Dua novel di atas menunjukkan bahwa, dari waktu ke waktu cerita cinta selalu mendapatkan tempat di hati para penikmatnya. Romansa cinta yang dibalut dengan kata-kata manis nan indah membuat para pembaca hanyut akan alur ceritanya. Akan tetapi perlu kita ingat bahwa novel cinta semacam ini malah akan menyuburkan aktivitas pacaran.
Sebab pembaca terpengaruh isi bacaannya, maka bukan tak mungkin pembaca juga akan menirukan gaya percintaan roman picisan ini. Lalu adakah kisah cinta yang dibalut dengan Islam? Tentu ada. Penikmat novel romansa pasti mengenal karya Habiburahman El Sirazi. Novel ciptaannya berhasil menjadikan Islam sebagai pondasi kisah cinta, seperti ‘Ketika Cinta Bertasbih’, ‘Ayat-ayat Cinta’, ‘Pudarnya Pesona Cleopatra’ Dll.
Habiburahman berhasil menghadirkan cinta tanpa ada pacaran ataupun rayuan sebelum terjadi pernikahan. Akan tetapi apakah novel ini tidak lantas menyuburkan aktivitas pacaran? Tentu tidak.
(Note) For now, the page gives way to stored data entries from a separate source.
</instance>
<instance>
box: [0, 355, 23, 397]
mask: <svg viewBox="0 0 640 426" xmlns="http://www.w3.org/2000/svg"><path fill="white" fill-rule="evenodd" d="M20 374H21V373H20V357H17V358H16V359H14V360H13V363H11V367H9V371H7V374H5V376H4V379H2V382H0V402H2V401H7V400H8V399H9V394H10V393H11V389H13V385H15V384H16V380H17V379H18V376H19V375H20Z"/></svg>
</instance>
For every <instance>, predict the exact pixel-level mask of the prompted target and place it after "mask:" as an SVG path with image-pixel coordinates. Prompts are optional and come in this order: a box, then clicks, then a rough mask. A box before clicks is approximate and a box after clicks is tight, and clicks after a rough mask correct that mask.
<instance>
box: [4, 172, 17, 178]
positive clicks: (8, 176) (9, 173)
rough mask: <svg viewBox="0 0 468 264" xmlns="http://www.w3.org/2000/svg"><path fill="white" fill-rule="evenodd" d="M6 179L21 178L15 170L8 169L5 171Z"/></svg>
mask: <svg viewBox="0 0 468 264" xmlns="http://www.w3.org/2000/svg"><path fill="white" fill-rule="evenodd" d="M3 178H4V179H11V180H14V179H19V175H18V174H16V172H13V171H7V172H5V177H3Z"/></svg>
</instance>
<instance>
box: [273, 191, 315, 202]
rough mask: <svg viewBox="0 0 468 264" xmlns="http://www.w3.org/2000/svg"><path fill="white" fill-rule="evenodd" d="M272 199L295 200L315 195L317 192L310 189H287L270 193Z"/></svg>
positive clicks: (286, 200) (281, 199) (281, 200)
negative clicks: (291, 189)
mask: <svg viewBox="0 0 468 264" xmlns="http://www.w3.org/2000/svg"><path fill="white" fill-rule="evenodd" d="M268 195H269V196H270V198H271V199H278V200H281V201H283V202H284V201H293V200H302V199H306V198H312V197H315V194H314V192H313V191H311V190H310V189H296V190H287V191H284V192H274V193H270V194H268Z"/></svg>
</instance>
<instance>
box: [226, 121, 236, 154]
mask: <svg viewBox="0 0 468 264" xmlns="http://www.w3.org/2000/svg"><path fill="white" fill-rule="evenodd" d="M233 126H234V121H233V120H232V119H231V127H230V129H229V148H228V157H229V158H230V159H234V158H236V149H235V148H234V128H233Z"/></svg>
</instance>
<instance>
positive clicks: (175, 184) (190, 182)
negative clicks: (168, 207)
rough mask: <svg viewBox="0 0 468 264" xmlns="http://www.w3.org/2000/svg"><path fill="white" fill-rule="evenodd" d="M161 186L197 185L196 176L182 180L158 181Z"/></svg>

Sebab fakta di sekitar saya sendiri bahwa banyak orang yang masih berprinsip akan pacaran. Dan belum bisa terpengaruh akan pemahaman yang dibawa novel-novel islami ini.
Lalu apa penyebabnya?
Ketika Islam hanya diambil kulit luarnya saja, tanpa menyentuh akar dari Islam itu sendiri maka umat akan menerima Islam hanyalah setengah-setengah saja. Pun demikian dengan beberapa novel-novel cinta yang bersyu’ur Islam karangan para penulis di tanah air. Di sini Islam hanya sebagai pembungkusnya saja, belum menyentuh akar dari Islam itu sendiri.
Ketika kita hendak menanamkan pemahaman akan pergaulan dalam Islam, maka hendaklah kita mulai dari sisi aqidah Islam terdahulu. Sebab dasar atau akar dari Islam adalah aqidah, yang darinya terpancar banyak syariat Islam. Salah satunya adalah sistem pergaulan dalam Islam. Mabda Islam inilah yang menjadi dasar akan sebuah cerita.
Maka dari itu sejatinya ideologi Islam tidak bisa dilepaskan dari sisi kehidupan manapun. Bahkan karya sastra sekalipun membutuhkan ideologi Islam yang disajikan apik dalam indahnya sebuah alur cerita. Sehingga dari cerita non fiksi sekalipun kita mengenal mabda Islam, yang akan memberikan pemahaman terhadap ummat.